The new Chief of the Cherokee Nation, Chad Smith, is taking office and says the tribe is ready to start it's second Golden Age. In the late 1800's, the tribe had schools, universities and independence, after four years of turmoil, Smith says the renaissance begins today.
The campaigning ended last month, but Chief Elect Chad Smith continued to meet and greet Cherokees moments before he was sworn in. Smith wore a historic Sequoyah jacket, popular during the tribe's golden age, in the 1800's. Many Cherokees, including actor Wes Studi, called it a memorable day. "It is a good day to be alive, is it not," says Studi.

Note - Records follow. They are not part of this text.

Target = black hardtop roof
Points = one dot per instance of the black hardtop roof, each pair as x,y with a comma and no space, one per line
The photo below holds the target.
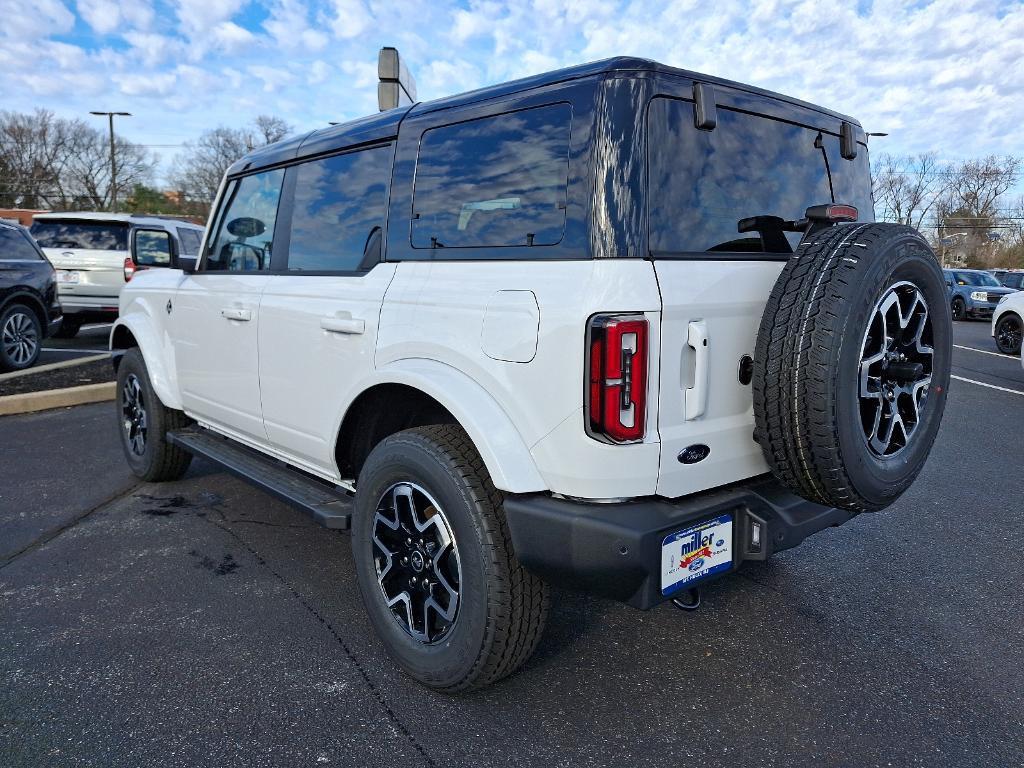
385,125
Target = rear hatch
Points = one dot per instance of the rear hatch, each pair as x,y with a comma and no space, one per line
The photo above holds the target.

Thousands of Cherokees packed the lawn of the chronicled Cherokee Courthouse for the inauguration. The historic building has witnessed old and new conflicts. Smith wants it to witness rebirth. His dream for upcoming generations is economic independence, strong schools and universities. "We begin this inquiry on sacred ground, here at our courthouse and Capital. The spirits of our ancestors come here to reminiscence about their days of long ago," says Smith.
Former chiefs Wilma Mankiller and Ross Swimmer both applaud Smith's dream. "I like everybody's message of renewal of renaissance and putting differences aside," says Mankiller. "It's going to get the turmoil off the front page and put down the things that are happening in the Cherokee Nation," says Swimmer.
The former leader of the Cherokees, Joe Byrd, made a brief appearance, but didn't participate in the ceremony of renewal. Current and former leaders planted a pine tree, where a similar tree had previously died, as a symbol of unity, growth and peace.